When untrusted relays are considered, numerous PLS schemes have been proposed based on different relaying protocols. Authors in [34] adopted a successive amplify-and-forward (AF) relaying scheme, where the multi-antenna source transmitted to two selected nodes alternately. The inter-relay interference, which is usually regarded as detrimental, was used to jam the untrusted nodes. The authors proposed several relay selection schemes with different complexities and derived the closed-form expressions of the lower bound of secrecy outage probability in [34]. For multiple-antenna untrusted relay systems, a joint destination-aided cooperative jamming and precoding scheme was devised to maximize the secrecy rate by jointly designing the precoding matrices for the source, relay, and destination [35]. Authors in [23] proposed a modulo-and-forward (MF) protocol at the relay with nested lattice encoding at the source to improve the secrecy in a dual-hop untrusted relay network. A multi-hop line network was considered in [24], where each node received signals transmitted by its neighbors, and the leftmost node sent messages to the rightmost node. When any or all of the relay nodes can be eavesdroppers, it has been shown in [24] that it is possible to achieve end-to-end secure and reliable communication by utilizing nested lattice codes. Kalamkar, S.S. et. al. in [32] investigated the problem of secure cooperative communication with the help of a wireless EH untrusted node. To realize the positive secrecy rate, destination-aided cooperative jamming was used. Analytical expressions were derived for the secrecy outage probability and the ergodic secrecy rate to evaluate the secrecy performance in [32].

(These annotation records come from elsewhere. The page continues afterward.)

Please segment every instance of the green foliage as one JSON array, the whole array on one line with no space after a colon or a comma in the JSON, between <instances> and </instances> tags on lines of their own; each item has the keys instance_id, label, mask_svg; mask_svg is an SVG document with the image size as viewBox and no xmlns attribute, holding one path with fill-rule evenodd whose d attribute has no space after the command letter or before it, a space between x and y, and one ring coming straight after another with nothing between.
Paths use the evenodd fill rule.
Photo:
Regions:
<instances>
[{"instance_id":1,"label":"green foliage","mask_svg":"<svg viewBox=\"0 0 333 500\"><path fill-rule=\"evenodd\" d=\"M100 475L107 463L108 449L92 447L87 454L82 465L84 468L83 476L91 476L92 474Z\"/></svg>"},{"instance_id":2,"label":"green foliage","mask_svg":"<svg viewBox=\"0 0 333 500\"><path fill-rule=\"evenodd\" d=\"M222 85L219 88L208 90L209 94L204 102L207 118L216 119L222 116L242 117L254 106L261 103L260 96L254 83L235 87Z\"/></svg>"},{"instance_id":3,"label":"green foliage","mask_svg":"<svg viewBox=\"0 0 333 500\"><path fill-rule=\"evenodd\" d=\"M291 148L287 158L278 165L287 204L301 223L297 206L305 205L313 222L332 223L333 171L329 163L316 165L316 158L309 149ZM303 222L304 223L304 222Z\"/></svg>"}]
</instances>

The goal of this paper is to solve the security problem in a CIoT network where a wireless EH untrusted node is used to relay the IoT device’s information. Underlay spectrum sharing is adopted by the CIoT network to relieve the stress of spectrum scarcity. As long as the interference threshold constraint is satisfied, the IoT device and the relay can access the primary spectrum, and the capability of spectrum sensing is not required. Although the IoT device and the relay may have strict energy constraints, the controller could have adequate energy supply. Therefore, destination-aided cooperative jamming is used to provide secure transmission. Together with the source signal, this jamming signal is also used for energy harvesting at the relay.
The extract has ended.